Pixel Privateers (PC)

ObserwujMam (0)Gram (0)Ukończone (0)Kupię (0)

Pixel Privateers (PC) - recenzja gry


@ 05.03.2017, 16:15
Kacper "Itchytude" Kutelski
I AM ERROR.

Po rzuceniu okiem na miedzyplanetarne przygody ziemniaczanych bulw w Holy Potatoes, We're in Space?! nadeszła pora na skonsumowanie nie mniej kosmicznego, niedzielnego indyka w postaci Pixel Privateers od studia Quadro Delta.

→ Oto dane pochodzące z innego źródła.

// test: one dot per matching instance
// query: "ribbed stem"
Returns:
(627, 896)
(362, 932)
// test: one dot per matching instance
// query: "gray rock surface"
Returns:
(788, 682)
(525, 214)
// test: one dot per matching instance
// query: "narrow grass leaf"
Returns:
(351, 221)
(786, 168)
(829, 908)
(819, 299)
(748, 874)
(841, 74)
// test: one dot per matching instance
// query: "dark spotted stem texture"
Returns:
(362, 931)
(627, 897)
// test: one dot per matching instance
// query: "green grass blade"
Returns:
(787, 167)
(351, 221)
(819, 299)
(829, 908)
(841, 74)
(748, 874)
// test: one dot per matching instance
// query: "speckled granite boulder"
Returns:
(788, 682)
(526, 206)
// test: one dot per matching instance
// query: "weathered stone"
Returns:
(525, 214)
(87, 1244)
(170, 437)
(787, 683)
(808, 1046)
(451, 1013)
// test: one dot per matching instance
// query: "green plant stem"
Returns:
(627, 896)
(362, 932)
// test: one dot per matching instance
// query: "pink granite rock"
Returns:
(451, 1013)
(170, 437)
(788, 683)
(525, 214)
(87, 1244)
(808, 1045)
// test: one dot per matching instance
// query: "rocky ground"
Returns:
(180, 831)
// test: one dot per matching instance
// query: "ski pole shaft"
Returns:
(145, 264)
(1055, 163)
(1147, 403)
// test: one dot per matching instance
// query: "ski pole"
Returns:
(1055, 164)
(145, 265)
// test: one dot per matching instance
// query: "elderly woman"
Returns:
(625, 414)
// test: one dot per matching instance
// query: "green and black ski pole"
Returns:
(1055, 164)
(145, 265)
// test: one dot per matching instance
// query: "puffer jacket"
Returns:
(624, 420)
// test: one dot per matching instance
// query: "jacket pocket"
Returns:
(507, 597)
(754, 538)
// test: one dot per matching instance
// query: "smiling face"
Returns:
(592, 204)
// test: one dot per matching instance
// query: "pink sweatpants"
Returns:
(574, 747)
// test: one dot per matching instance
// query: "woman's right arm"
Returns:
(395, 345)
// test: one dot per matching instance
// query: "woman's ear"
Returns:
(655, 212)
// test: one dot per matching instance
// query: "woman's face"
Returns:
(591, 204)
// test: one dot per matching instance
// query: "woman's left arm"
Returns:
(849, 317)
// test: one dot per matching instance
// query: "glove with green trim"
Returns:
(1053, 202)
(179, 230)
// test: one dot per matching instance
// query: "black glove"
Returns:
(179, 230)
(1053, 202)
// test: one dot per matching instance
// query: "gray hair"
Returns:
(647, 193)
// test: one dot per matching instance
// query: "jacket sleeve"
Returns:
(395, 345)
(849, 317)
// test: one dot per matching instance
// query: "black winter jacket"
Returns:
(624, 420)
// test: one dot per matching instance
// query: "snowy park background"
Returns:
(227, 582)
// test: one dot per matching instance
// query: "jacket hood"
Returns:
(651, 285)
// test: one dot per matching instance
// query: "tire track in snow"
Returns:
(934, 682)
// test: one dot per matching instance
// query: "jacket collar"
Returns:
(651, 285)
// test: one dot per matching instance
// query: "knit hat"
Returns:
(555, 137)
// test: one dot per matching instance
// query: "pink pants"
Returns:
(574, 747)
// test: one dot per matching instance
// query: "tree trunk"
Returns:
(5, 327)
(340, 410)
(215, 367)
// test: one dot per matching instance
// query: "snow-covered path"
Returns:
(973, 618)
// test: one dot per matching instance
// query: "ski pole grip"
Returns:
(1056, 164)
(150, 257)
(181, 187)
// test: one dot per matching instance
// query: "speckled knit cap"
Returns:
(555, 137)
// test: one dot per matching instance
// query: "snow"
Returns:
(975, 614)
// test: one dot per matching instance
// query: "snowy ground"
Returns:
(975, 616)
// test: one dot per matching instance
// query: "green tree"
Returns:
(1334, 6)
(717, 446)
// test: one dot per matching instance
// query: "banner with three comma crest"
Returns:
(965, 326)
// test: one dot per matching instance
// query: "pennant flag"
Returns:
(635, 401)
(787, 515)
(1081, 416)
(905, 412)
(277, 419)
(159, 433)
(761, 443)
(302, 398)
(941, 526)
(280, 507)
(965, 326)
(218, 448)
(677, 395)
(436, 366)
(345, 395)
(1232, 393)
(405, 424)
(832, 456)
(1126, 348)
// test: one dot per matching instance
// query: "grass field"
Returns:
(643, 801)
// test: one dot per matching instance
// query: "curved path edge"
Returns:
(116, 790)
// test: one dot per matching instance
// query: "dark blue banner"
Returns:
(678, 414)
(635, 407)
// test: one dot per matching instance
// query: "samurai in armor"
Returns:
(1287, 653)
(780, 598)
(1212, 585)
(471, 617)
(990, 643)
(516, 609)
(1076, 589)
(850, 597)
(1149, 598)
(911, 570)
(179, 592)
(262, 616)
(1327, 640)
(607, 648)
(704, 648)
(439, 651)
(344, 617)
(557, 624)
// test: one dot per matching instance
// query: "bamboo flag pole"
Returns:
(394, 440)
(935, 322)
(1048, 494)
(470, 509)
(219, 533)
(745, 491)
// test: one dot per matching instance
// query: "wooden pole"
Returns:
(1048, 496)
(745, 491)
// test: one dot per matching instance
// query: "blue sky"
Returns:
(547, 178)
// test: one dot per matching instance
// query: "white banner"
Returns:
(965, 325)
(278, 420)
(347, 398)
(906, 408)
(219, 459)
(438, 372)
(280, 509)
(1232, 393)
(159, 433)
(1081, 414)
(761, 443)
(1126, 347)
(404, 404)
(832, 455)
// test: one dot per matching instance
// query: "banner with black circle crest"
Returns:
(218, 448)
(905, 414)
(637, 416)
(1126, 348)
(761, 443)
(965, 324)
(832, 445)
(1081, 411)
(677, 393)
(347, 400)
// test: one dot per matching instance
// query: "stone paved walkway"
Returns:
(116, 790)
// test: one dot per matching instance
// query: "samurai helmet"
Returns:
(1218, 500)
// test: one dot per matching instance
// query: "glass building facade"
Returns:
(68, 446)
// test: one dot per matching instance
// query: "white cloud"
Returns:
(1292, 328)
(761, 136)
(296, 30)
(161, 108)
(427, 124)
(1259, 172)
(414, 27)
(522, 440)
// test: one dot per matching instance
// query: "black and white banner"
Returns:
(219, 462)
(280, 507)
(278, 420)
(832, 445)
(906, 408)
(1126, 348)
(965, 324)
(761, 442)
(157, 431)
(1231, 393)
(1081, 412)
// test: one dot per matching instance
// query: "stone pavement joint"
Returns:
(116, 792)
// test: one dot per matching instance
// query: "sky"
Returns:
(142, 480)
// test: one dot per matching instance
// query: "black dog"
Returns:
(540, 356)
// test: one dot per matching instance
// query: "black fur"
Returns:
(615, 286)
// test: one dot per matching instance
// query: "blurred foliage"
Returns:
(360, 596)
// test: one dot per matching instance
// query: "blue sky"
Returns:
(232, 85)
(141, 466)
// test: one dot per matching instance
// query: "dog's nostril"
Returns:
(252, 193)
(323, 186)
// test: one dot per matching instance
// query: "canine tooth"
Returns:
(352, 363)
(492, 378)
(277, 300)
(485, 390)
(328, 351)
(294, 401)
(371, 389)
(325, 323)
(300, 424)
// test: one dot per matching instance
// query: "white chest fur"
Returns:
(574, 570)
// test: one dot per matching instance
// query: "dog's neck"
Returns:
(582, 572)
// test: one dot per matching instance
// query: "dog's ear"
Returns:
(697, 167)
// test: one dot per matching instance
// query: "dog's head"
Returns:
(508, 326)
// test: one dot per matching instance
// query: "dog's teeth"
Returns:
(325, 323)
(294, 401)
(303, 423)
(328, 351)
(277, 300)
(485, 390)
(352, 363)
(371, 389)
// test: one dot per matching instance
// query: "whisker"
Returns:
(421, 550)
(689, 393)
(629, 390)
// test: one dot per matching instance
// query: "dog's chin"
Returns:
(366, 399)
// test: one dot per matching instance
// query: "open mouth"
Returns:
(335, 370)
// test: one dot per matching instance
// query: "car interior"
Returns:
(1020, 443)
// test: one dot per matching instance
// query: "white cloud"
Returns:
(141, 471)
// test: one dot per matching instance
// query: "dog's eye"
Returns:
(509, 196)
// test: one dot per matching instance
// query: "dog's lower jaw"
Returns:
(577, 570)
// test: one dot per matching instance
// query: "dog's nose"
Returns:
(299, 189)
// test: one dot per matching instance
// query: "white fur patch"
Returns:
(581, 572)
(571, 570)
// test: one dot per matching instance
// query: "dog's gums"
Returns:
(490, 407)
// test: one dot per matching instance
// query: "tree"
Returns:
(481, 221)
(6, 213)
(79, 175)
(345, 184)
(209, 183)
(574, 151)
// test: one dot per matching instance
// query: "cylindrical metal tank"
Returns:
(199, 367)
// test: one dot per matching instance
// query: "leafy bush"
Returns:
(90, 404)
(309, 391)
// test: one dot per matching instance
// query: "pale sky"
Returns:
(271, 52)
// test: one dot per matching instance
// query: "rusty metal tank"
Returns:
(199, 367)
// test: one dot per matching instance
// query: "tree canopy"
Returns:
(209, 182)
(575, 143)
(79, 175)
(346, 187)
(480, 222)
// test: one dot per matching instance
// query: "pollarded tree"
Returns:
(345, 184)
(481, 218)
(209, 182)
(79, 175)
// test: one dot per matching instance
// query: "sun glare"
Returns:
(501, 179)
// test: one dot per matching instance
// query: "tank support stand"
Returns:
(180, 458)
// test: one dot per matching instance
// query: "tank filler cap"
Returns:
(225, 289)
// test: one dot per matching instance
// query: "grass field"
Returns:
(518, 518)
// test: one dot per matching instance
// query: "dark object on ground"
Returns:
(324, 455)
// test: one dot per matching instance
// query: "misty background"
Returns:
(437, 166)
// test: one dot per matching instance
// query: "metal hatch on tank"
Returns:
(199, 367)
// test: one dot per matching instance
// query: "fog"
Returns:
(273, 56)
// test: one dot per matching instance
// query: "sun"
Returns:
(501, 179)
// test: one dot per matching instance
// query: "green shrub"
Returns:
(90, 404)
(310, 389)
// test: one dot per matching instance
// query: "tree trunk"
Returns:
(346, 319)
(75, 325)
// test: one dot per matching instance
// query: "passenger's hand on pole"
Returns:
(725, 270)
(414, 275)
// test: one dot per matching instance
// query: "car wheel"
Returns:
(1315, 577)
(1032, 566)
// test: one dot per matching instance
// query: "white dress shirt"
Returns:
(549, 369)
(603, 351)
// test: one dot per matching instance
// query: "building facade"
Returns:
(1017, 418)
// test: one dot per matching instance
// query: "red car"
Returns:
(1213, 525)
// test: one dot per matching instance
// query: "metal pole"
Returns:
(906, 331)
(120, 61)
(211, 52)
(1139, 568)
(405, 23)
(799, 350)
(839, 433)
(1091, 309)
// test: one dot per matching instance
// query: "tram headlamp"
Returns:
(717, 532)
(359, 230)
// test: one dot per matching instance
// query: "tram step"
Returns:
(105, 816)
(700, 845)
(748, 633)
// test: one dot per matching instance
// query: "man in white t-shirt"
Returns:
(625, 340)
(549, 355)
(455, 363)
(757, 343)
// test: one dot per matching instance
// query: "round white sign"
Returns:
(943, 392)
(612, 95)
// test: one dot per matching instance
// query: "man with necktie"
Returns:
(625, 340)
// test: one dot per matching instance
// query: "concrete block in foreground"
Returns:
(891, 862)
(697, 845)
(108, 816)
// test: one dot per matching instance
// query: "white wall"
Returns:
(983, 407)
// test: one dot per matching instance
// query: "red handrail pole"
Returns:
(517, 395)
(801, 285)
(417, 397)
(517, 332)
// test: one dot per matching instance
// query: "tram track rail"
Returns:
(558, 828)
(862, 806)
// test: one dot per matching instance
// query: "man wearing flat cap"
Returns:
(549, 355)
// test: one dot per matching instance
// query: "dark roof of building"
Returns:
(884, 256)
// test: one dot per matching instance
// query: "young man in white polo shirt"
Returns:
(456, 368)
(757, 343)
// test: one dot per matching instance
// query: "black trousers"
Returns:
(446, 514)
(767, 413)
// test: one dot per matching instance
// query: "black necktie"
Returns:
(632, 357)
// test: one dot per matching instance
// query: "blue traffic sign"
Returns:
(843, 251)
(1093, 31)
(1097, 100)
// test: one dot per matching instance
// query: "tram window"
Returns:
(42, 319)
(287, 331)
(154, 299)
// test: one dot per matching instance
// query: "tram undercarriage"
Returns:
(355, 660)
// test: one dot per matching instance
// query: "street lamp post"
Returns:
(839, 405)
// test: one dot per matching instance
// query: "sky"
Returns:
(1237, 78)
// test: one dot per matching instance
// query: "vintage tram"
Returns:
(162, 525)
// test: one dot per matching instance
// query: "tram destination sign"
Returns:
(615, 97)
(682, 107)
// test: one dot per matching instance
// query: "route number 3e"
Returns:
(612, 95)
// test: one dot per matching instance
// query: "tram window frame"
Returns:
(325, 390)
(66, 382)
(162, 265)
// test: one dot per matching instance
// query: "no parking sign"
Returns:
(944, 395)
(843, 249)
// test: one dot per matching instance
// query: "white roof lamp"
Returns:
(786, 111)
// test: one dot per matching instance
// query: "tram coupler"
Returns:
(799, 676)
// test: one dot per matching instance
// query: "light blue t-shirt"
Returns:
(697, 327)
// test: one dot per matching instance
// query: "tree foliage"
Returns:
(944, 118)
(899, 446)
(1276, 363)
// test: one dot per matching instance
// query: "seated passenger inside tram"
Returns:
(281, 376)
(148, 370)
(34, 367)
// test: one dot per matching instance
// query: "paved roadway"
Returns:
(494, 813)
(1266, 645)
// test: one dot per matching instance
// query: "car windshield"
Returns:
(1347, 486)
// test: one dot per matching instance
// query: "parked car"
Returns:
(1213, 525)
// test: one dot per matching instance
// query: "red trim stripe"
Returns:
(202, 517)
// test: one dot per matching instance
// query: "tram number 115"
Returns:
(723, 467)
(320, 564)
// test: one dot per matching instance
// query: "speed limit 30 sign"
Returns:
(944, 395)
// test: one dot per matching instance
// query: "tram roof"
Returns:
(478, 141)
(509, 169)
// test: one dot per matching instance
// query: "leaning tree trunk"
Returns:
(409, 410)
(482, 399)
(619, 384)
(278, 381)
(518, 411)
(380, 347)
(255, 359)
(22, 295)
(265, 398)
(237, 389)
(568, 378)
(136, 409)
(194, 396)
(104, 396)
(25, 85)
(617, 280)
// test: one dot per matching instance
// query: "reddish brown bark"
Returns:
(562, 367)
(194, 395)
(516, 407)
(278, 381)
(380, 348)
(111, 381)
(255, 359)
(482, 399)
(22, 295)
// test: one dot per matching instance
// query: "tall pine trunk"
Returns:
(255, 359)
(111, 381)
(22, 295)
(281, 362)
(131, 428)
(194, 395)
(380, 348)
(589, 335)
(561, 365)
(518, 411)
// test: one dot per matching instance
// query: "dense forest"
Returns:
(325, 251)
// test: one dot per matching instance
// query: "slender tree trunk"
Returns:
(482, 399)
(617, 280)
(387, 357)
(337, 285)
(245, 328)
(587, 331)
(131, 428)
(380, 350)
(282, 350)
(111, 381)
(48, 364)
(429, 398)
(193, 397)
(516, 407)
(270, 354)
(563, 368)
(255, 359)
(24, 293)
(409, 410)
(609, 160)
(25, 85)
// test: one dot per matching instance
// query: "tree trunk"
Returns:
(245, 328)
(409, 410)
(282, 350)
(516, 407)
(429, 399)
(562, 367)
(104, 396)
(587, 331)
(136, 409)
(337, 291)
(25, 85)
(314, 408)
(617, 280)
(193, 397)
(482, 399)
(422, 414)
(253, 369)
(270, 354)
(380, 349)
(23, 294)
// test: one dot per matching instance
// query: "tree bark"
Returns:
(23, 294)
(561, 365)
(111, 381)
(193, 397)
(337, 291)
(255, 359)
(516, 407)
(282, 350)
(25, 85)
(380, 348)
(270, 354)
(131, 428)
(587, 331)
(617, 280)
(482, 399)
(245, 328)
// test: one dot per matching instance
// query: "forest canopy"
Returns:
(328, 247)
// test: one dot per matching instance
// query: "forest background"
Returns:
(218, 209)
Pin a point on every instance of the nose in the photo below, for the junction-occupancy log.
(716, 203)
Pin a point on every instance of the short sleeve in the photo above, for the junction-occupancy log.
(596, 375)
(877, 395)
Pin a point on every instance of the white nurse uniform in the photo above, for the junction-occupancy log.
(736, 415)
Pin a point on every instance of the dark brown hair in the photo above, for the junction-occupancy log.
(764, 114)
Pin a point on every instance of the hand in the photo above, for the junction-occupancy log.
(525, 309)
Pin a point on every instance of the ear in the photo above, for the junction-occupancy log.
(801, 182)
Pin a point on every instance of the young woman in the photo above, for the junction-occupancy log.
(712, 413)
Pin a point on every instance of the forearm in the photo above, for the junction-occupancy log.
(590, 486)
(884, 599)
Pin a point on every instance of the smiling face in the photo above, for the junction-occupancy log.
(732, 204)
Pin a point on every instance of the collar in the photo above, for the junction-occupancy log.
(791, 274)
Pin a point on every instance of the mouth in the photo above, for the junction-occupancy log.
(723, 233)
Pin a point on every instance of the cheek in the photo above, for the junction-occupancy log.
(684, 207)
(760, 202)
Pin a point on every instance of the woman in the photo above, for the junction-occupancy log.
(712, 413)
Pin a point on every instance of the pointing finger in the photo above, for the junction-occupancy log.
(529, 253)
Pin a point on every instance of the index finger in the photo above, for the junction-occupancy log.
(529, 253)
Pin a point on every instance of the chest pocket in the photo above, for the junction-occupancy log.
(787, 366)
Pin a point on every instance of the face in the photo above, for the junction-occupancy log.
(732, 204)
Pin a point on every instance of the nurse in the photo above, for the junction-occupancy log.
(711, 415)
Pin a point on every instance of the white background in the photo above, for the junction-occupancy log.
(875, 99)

Ahoj, kosmiczni majtkowie! Część z Was pamięta być może wydane w 2014 roku Pixel Piracy, które (jak na prawdziwego pirata przystało) szybko pokryło się złą sławą - problemy wewnętrzne pogrążyły tę obiecującą produkcję w ogromnej liczbie bugów i niedokończonych pomysłów, przez co poszła ona na dno nim została dokończona przez twórców. Deweloperzy z Quadro Delta wzięli sobie jednak krytykę do serca i rozpoczęli pracę nad łudząco podobną, ale nieco ambitniejszą produkcją - Pixel Privateers, rozwijając leżący u podstaw system walki i przenosząc przy okazji akcję w najgłębsze zakamarki kosmosu. Przyjrzyjmy się więc z bliska jak w akcji sprawdziło się międzygalaktyczne, Pixelowe Korsarstwo.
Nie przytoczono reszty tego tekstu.